Friday, February 29, 2008

Cost Alone Should Be a Reason To Be Concerned

Even if they weren't fellow human beings, and even if they weren't overrepresented in scary mass murder situations.

I've read that before deinstitutionalization, schizophrenics were the single largest category of hospital bed-days in North America. That's not mental hospital bed-days--all hospital bed-days. Why? Schizophrenics are about 1% of the U.S. population. But because most schizophrenics become ill in their teens to mid-20s, only about 30% recover, and it doesn't directly kill them--schizophrenics typically have 40-50 years during which they are sick.

I was digging around for more data to fill in one of my stubby little chapters, and I found this disturbing piece of data from a government agency called the National Quality Measures Clearinghouse about schizophrenia:
It accounts for more than 10% of all disabled people in the United States (U.S.) and 2.5% of all U.S. healthcare expenditures. The cost due to society of schizophrenia is enormous (more than $20 billion/year in the U.S. alone).
According to this table, the total monthly disability insurance payments for 2005 was $6,607,972,000--or $79,295,664,000 annually. Schizophrenia thus is costing us more than $8 billion a year just for disability checks. This page indicates that U.S. health care costs were slightly less than $2 trillion in 2005. So health care for schizophrenics (which isn't done all that well, since many are living on the streets) comes to about $50 billion.

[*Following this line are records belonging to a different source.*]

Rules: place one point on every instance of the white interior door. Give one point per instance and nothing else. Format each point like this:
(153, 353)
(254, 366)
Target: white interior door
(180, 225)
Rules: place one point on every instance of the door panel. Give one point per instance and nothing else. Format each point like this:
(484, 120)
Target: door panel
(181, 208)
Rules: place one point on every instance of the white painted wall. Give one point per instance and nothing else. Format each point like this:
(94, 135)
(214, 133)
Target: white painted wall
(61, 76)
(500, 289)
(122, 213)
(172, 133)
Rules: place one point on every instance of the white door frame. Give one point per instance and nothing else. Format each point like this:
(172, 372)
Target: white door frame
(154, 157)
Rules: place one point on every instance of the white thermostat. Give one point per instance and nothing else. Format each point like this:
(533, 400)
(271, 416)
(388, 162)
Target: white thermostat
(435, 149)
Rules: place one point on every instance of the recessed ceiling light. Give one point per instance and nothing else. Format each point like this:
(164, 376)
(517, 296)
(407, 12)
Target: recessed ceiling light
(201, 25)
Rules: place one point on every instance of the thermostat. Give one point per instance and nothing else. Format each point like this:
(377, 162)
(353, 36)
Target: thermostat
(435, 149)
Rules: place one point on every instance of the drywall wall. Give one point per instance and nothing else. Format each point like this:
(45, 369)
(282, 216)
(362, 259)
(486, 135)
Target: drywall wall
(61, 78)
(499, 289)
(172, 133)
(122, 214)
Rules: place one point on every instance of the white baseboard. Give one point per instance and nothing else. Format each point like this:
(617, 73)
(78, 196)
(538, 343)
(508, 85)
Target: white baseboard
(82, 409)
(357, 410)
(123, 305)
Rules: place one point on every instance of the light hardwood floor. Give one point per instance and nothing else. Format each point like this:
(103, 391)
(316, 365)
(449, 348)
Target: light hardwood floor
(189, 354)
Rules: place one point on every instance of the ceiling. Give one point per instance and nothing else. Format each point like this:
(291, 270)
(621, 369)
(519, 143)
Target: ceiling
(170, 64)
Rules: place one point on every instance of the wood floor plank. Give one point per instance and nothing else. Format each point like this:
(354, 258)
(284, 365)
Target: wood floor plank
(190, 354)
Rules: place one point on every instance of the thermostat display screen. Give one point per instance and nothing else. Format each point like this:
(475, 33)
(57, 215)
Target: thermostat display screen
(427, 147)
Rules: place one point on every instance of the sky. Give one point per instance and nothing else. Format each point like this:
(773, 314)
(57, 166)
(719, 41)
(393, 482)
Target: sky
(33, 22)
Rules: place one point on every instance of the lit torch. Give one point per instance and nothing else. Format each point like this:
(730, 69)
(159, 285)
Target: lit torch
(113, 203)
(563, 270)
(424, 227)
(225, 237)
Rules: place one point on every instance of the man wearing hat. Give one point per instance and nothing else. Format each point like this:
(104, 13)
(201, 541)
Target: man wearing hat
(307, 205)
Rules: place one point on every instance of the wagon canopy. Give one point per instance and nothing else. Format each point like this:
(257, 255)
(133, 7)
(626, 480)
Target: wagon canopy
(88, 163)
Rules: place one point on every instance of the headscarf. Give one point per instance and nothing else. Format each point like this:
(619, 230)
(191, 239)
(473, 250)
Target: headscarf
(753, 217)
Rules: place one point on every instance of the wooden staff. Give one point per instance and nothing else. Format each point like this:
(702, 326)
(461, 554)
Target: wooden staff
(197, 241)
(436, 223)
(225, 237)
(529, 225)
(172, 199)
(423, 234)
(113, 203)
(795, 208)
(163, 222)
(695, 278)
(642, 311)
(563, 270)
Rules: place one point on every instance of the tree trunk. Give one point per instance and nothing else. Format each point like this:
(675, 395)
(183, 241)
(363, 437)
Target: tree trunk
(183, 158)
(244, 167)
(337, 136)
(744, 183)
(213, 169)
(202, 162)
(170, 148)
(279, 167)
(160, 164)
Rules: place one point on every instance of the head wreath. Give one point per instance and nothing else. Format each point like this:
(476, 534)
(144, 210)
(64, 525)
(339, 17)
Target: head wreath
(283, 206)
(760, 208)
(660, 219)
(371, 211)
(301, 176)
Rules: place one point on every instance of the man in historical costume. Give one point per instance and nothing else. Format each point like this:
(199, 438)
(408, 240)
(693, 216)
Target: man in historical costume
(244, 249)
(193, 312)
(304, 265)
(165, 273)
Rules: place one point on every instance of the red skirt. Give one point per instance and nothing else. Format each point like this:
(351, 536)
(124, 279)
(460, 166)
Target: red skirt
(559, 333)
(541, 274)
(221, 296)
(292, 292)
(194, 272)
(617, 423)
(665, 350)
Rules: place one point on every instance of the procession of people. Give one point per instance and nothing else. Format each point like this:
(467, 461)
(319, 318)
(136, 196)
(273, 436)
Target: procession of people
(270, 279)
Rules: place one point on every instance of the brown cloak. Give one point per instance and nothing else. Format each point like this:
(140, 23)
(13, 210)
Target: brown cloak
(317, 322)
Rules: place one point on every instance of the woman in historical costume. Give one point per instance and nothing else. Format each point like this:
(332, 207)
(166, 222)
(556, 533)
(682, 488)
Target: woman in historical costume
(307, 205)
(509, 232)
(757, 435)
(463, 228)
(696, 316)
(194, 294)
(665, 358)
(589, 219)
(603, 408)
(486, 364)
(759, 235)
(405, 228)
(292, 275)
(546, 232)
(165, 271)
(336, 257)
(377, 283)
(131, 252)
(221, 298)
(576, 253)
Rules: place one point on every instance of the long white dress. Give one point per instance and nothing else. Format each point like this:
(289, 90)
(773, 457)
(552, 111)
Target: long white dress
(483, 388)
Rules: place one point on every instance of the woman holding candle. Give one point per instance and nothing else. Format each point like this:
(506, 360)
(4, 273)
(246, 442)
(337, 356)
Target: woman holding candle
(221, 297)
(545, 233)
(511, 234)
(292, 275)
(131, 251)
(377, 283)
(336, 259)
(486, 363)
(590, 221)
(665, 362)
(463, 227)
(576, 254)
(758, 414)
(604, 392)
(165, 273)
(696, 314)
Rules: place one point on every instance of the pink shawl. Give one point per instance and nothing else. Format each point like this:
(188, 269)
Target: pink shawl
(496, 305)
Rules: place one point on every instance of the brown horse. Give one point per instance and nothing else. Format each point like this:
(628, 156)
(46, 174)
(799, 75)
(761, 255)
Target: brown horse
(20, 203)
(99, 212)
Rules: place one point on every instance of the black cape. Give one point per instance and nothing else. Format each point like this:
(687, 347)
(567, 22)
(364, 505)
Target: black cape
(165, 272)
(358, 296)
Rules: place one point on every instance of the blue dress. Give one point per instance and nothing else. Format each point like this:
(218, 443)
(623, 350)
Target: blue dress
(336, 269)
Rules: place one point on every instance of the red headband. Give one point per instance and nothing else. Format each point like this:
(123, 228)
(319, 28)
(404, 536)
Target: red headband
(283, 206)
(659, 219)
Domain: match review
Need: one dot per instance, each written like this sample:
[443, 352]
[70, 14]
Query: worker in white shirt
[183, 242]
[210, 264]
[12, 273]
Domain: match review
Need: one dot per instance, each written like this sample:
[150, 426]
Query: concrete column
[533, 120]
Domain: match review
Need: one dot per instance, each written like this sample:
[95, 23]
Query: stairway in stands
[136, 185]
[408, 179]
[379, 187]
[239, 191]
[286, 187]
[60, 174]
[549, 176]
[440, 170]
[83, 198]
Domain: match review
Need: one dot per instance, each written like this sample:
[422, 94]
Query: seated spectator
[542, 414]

Why is this not a major issue in the presidential campaign? I know that there's a lot of research funded to try and understand various mental illnesses. My first reaction to these numbers is that an investment of even $10 billion a year into understanding the causes and trying to find either preventative methods or cures would be a sensible investment.

I've mentioned previously
that The Lancet, the most important British medical journal, a few years back reversed its editorial position about marijuana being harmless because they published a review of existing studies--and concluded that there was a 40% increase in psychosis among marijuana users--and the psychosis came after the marijuana use. This is merely a correlation--perhaps, for all we know, people who are going to become psychotic are attracted to marijuana, and it doesn't really have any effect.

Still, if that correlation does indicate causality, this suggests that Americans are paying at least $23 billion a year extra so that those potheads who don't go psychotic can get mellow and giggle stupidly.